Interview with Patrick Meirlaen, labor market specialist and CEO of The Future Alliance (partner of IESF) about the future of HR and the shift to Total Career Management in redefining the recruitment process post COVID-19. “Outplacement on the one hand and team crafting on the other, are becoming trends. People have to reinvent themselves and organizations are also in transition. In the near future companies will apply to candidates and not the other way around.”
The labor market
Patrick Meirlaen is a dedicated executive search partner of IESF. Delivering talented leadership to companies from various industries for over 20 years: “When I look at the developments in the recruitment industry it’s becoming outdated to only focus on attracting the best candidate for your company. Candidates will take the leading position when it comes to finding a suitable position. Companies should put more focus on presenting themselves as a good employer. The reason is very clear: the next ten to fifteen years there will be less entrants and more outflows in the labor market. The suitable candidates will be better educated in the future. Managers will become the engineers of tomorrow, because they become rare. Candidates can choose from every employer or job they want to.”

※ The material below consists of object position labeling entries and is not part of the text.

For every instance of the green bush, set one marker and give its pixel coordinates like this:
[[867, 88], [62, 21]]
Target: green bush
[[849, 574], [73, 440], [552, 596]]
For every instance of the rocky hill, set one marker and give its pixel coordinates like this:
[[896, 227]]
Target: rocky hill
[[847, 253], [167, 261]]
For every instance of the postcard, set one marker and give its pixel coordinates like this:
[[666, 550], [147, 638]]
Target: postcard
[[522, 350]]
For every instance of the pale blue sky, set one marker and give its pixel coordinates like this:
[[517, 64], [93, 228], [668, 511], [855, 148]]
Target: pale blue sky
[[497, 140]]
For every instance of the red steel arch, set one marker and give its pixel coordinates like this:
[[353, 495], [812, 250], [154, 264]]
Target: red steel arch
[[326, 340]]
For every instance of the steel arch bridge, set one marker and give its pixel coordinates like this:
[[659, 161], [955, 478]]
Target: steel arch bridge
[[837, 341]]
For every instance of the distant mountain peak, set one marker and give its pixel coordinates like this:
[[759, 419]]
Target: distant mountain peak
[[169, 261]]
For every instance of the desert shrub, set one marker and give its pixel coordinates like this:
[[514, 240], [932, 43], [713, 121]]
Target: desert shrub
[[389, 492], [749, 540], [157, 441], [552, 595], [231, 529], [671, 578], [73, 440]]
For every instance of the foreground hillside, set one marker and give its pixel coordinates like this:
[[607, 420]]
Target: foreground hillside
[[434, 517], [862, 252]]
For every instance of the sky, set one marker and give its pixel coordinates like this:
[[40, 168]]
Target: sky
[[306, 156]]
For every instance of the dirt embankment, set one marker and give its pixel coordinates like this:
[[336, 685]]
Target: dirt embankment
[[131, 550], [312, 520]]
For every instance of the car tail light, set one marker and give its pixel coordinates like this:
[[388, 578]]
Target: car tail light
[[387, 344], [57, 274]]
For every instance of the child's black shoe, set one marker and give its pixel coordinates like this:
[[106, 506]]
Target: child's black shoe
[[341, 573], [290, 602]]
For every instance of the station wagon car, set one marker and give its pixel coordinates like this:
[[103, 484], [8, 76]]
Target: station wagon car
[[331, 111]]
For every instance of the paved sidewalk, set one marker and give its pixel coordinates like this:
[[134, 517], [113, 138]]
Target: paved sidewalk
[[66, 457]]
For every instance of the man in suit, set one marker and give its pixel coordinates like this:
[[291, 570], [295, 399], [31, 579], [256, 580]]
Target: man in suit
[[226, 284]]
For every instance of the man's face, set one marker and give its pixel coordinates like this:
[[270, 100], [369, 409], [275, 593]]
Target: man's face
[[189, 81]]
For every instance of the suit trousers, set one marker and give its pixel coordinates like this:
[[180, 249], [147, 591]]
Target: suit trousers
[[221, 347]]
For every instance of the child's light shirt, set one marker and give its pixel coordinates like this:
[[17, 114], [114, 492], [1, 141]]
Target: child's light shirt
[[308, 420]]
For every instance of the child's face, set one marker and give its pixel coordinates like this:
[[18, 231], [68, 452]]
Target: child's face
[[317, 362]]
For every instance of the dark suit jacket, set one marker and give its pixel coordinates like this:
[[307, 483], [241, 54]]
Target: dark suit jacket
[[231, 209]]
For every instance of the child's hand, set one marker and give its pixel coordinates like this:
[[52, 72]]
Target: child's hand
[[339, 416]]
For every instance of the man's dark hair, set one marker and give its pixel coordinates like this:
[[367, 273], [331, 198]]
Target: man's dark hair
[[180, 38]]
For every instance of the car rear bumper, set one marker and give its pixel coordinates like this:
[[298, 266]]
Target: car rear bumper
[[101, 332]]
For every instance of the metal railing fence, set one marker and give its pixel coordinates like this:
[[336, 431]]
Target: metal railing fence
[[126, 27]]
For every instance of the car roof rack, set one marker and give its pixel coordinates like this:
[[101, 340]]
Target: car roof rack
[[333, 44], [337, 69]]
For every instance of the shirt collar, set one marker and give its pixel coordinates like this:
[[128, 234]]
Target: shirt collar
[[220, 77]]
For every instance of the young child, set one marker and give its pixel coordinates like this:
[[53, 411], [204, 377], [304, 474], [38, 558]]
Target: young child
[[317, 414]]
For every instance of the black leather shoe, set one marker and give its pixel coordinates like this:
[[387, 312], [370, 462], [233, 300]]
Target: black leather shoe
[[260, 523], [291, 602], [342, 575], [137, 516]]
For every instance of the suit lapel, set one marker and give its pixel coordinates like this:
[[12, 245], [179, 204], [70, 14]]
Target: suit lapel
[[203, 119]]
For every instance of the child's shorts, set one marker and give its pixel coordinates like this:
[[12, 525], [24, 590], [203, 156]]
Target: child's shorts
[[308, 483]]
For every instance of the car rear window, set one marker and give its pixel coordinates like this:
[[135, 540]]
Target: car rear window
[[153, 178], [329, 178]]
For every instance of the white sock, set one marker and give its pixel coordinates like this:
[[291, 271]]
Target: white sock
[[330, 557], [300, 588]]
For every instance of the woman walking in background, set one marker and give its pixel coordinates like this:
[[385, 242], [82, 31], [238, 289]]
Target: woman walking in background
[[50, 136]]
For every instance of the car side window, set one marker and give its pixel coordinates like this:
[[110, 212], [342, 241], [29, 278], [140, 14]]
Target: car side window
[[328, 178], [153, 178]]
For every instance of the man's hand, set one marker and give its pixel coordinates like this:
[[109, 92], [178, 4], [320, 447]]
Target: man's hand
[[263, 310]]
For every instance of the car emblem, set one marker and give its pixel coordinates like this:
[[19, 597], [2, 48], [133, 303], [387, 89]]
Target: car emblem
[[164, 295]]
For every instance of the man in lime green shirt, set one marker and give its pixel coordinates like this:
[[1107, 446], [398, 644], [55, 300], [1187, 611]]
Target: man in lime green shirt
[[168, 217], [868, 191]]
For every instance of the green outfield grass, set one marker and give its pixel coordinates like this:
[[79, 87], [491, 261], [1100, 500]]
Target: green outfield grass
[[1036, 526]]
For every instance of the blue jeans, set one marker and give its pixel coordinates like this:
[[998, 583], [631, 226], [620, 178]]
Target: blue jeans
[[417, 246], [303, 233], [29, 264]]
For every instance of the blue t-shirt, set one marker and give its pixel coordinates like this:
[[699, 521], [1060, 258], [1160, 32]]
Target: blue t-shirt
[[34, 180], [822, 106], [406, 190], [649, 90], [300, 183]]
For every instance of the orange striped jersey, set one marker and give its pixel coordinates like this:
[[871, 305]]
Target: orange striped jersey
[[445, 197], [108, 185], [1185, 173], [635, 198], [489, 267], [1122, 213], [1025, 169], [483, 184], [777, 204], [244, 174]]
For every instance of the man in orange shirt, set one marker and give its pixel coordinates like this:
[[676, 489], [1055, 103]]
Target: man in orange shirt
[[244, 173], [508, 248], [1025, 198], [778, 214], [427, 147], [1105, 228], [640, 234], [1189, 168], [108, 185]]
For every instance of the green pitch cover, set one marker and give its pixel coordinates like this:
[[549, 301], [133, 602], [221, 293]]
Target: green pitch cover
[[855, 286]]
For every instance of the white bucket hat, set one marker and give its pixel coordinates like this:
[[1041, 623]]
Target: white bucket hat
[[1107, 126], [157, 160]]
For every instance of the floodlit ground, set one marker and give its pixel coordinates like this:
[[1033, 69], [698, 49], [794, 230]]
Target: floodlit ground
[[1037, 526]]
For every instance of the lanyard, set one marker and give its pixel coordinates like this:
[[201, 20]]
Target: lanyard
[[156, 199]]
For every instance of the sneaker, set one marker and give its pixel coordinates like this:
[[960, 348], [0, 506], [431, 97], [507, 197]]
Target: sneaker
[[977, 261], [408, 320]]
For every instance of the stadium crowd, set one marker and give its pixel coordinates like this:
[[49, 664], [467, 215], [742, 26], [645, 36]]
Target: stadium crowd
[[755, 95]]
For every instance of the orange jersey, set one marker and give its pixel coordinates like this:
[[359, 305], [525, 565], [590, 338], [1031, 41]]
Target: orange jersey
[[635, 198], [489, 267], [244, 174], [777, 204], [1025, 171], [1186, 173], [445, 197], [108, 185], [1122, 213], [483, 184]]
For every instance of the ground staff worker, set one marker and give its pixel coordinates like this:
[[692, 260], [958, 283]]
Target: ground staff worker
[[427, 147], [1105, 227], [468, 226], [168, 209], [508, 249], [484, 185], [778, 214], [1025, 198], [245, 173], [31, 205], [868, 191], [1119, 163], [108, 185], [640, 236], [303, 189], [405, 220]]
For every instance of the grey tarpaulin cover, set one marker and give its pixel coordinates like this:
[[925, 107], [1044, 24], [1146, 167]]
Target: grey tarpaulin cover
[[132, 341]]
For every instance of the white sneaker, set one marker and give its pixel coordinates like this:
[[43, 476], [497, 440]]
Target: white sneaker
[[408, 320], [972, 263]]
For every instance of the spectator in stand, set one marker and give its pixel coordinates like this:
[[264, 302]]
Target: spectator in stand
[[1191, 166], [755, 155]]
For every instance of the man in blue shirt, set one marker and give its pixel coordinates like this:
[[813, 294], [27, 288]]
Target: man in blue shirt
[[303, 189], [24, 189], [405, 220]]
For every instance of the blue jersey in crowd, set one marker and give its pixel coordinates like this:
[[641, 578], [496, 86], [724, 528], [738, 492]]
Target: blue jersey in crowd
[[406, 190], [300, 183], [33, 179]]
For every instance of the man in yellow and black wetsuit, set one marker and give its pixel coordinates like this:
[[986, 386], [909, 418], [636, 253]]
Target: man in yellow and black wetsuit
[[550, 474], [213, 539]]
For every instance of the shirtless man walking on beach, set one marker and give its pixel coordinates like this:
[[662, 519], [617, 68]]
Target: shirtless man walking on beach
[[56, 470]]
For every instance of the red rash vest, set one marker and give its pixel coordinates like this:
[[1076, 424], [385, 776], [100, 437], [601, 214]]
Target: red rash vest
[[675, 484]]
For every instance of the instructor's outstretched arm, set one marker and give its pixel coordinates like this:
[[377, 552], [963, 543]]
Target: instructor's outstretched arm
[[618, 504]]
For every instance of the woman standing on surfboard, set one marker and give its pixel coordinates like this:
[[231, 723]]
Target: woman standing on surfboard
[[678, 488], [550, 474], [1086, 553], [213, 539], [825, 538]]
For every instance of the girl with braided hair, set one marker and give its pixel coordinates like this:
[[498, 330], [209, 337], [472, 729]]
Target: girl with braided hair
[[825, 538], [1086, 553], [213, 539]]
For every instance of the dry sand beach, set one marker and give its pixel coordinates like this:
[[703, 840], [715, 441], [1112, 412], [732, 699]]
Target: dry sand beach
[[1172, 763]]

“But here is the crux, it will no longer be just about making the match between an employer and a candidate. Career Management is becoming one of the most important tools for an employer to motivate their employees. It’s an important component of the total rewards, and it’s the biggest driver of engagement among Millennial employees. Future managers strive to make a difference with what they do. They want to be seen and work on projects that give meaning. Where it used to be all about rewards in means of payment, bonusses, training opportunities and promotion. Millennials and the managers of the future prefer working conditions like less travel, working from home, flexible time schedules and to craft their job together with their employer based on their personal strengths and preferences.”
“Find a job you enjoy doing, and you will never have to work a day in your life.” – Mark Twain
“Career development helps employees to take stock of who they are and where they want to go in life. In order to achieve growth, continue learning, and achieve momentum in your career you must assess your situation and your goals frequently, otherwise you doom yourself to the fate of a robot working a daily routine. Career development doesn’t mean employees have to develop the career they’re currently in, but can also mean changing careers, even changing environments. We see a growth in companies actively facilitating career development coaching for their employees. Employees positively rate these initiatives, because it gives them the feeling of being heard, and being important to the company, not just as an asset. There are a few career development questions employees can ask themselves. I always advise the people to answer the questions honestly and reconsider the questions from time-to-time as your desires may change. Talk with an official coach to address the topics in an analytical way:
- What made me happy when I was a child?
- Where do I want to be in my career at the end of this year?
- Am I happy where I am now? If not, where do I want to go?
- What job would I like to retire from?
- Do I like the field I’m working in?
- What would I like to learn more about?
The answers to these questions give the employee a clear roadmap for what they’ll need to do to progress from one level to the next. This also opens up opportunities to have insightful conversations and check-ins with their manager(s). As an employer you can define career paths for your employees in your organizations. The shift for HR is to meet these changing needs of their future employees. Total career management can be a worthwhile approach for driving engagement in the right culture. It’s a proven tool in proactively managing and preventing burnouts and bore outs. In addition its also strengthens the retention in an organization. While some CEO’s expect it to cause more turnover in staff. The opposite is true: managers that feel heard and seen are not likely to switch jobs. With My Future Works we developed a career workbook to support Total Career Management.”